Interesting. I'd not heard the term Markov Chain used to describe a path so I checked my copy of "All of Statistics" by Larry Wasserman and he (slightly) disagrees with both of us and says
"A Markov chain is a stochastic process for which the distribution of X_t depends only on X_{t-1}."
So he doesn't need it to be a discrete process but he also doesn't think it's a path. I guess the terminology is not 100% standardized. But anyhow thanks for making me think about this. Always interesting.
But a random walk is precisely a stochastic process for which the _next state_ depends only on the _current state_. In terms of graphs (where _random walk_ comes from), the next node is decided by randomly selecting a neighbor of the current node.
That's not true for random walks in general I don't think.

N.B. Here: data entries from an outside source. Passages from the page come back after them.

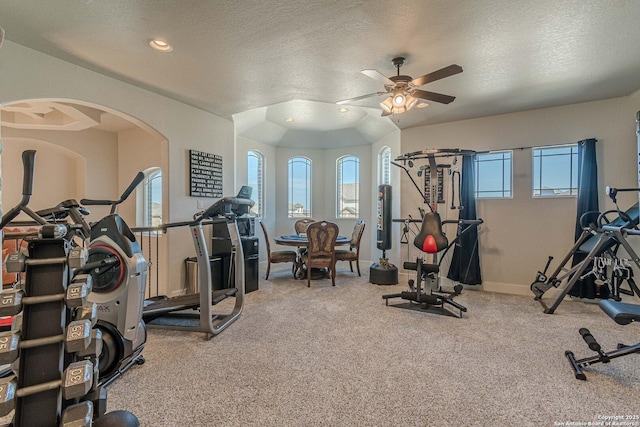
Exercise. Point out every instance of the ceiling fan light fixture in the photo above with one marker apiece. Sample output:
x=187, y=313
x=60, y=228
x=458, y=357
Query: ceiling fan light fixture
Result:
x=160, y=45
x=399, y=99
x=387, y=105
x=411, y=102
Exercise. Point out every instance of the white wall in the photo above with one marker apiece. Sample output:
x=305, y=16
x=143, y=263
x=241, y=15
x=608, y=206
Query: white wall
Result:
x=67, y=156
x=520, y=233
x=28, y=74
x=243, y=146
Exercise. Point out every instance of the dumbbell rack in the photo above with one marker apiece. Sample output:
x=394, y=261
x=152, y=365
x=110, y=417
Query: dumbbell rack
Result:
x=44, y=368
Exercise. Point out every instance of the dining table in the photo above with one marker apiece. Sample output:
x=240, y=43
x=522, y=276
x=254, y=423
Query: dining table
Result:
x=301, y=241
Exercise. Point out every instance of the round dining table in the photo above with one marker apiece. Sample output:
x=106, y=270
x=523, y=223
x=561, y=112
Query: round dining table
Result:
x=301, y=241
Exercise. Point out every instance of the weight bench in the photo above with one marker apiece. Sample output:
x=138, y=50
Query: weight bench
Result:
x=622, y=313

A random walk is a process derived from taking random steps in some mathematical space. It can include jumps and it can include memory.
Take a "path-avoiding" random walk. At time t the distribution of the next step depends on whether or not I have at some point hit any of the adjacent nodes in the current path. That's not the current state, that's memory.

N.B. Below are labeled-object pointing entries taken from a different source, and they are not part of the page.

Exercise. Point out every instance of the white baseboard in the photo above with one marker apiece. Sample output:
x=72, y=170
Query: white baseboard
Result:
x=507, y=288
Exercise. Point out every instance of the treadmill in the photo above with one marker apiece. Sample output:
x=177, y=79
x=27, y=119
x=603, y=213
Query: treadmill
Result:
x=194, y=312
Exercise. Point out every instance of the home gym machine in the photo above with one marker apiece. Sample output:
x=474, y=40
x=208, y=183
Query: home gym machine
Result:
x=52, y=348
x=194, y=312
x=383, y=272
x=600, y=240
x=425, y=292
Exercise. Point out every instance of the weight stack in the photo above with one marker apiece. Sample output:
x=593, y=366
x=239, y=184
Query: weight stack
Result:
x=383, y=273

A random walk on a graph is a stochastic process that starts at a vertex and, at each step, moves to a randomly chosen neighboring vertex. Formally:
Given a graph, a random walk is a sequence of vertices [v1, v2, ..., vk] such that each v{i+1} is selected uniformly at random from the neighbors of vi.
In weighted graphs, the next vertex is chosen with probability proportional to edge weights.
I’m pretty sure it’s not a requirement that the distribution is uniform and also not path-dependent as per the example I gave - a random walk where you’re not allowed to visit a node more than once.
Those notes look interesting thanks. I’ve really never heard of someone saying you have to have uniform probability for a random walk on a graph. In fact the context where I’m most familiar with them (lattice/grid pricers) it’s always specified something like “the probability of branch a is p and b is 1-p” (ie explicitly not uniform) and they aren’t a weighted graph in the normal sense.
But also "the memory" of the random walk can be encoded in a state itself. In your example you can just keep accumulating the visited nodes, so your state space will be now the space of tuples of nodes from your initial space.
A Markov chain is commonly understood to be a time-discrete Markov process. Intuitively, it’s a “chain” because you can “single out” its states in time rather than intervals. That’s also Markov’s original definition. Instead of Wassermann one can look up the notion in Wikipedia. A path is a notion relevant to the state space of a process - it’s a realization of states at every single point in time for the time span of interest.